For Windows, where a compression algorithm is not listed, I used the software included with my Canon LiDE 50 scanner, which saves directly to PDF. In Linux, I used the popular gscan2pdf GUI. Having OCR on or off did not seem to make much of a difference, as far as file size. For gscan2pdf, the file was also processed with Unpaper, which should optimize the file further (it also creates blockiness in the document’s whitespace that is undesirable to me, but it’s fine for archiving documents).

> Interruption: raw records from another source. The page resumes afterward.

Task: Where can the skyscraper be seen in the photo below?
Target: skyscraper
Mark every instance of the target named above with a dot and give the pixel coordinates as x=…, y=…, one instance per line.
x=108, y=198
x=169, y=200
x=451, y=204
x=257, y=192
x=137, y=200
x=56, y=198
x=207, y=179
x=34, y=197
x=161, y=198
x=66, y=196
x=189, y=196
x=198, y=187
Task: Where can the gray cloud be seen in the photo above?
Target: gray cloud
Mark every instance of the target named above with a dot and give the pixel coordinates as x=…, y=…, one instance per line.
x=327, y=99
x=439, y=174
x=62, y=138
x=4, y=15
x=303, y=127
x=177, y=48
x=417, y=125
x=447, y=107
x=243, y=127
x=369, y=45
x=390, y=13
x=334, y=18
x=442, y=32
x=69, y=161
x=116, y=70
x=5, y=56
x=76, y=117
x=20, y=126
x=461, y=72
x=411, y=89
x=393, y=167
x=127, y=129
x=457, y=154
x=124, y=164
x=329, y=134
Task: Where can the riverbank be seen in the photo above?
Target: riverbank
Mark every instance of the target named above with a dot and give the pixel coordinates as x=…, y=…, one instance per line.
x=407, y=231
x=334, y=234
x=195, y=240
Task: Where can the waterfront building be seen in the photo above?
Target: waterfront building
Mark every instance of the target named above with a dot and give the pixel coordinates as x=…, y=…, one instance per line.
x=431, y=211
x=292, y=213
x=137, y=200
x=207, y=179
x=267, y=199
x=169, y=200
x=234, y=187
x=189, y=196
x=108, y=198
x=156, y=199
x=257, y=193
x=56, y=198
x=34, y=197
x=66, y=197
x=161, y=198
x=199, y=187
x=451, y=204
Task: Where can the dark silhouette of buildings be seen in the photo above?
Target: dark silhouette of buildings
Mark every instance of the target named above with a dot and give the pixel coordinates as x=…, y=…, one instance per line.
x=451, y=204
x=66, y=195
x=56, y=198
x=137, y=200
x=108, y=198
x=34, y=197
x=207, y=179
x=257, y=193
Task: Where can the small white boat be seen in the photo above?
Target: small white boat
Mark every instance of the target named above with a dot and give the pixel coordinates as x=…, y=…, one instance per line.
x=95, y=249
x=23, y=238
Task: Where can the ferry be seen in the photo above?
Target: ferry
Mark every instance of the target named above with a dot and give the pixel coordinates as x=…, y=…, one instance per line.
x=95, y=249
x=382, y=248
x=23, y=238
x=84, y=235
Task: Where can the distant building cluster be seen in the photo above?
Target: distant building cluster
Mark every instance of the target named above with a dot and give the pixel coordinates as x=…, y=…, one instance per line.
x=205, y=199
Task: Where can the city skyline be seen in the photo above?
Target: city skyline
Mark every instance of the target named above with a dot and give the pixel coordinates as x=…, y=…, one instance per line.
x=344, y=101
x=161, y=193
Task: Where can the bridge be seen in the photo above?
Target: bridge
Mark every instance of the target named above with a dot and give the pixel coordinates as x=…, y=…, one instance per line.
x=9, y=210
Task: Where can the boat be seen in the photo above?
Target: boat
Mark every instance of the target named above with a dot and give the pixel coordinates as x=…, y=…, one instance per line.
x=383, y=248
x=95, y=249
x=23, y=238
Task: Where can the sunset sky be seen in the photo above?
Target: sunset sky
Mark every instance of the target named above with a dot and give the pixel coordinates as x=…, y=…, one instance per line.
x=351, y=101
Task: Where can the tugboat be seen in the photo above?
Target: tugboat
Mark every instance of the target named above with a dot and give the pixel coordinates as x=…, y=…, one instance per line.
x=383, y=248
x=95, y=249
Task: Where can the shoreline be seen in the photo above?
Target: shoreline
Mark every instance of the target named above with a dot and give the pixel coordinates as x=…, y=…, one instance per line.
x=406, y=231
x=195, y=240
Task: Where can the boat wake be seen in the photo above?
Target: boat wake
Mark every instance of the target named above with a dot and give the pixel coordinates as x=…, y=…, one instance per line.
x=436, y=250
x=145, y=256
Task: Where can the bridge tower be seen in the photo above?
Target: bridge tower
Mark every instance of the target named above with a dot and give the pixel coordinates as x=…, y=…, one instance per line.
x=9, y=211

So there you go. The difference is significant. One would have to dig into the underpinnings of the software, I think, to expose the reason for this, but I’m definitely curious. Again, DjVu pulls close and surpasses PDF when it comes to black-and-white scanning, but even it falls short when using grayscale (which happens to by my method of choice). I’ll admit I don’t relish the idea of booting into Windows simply to archive documents.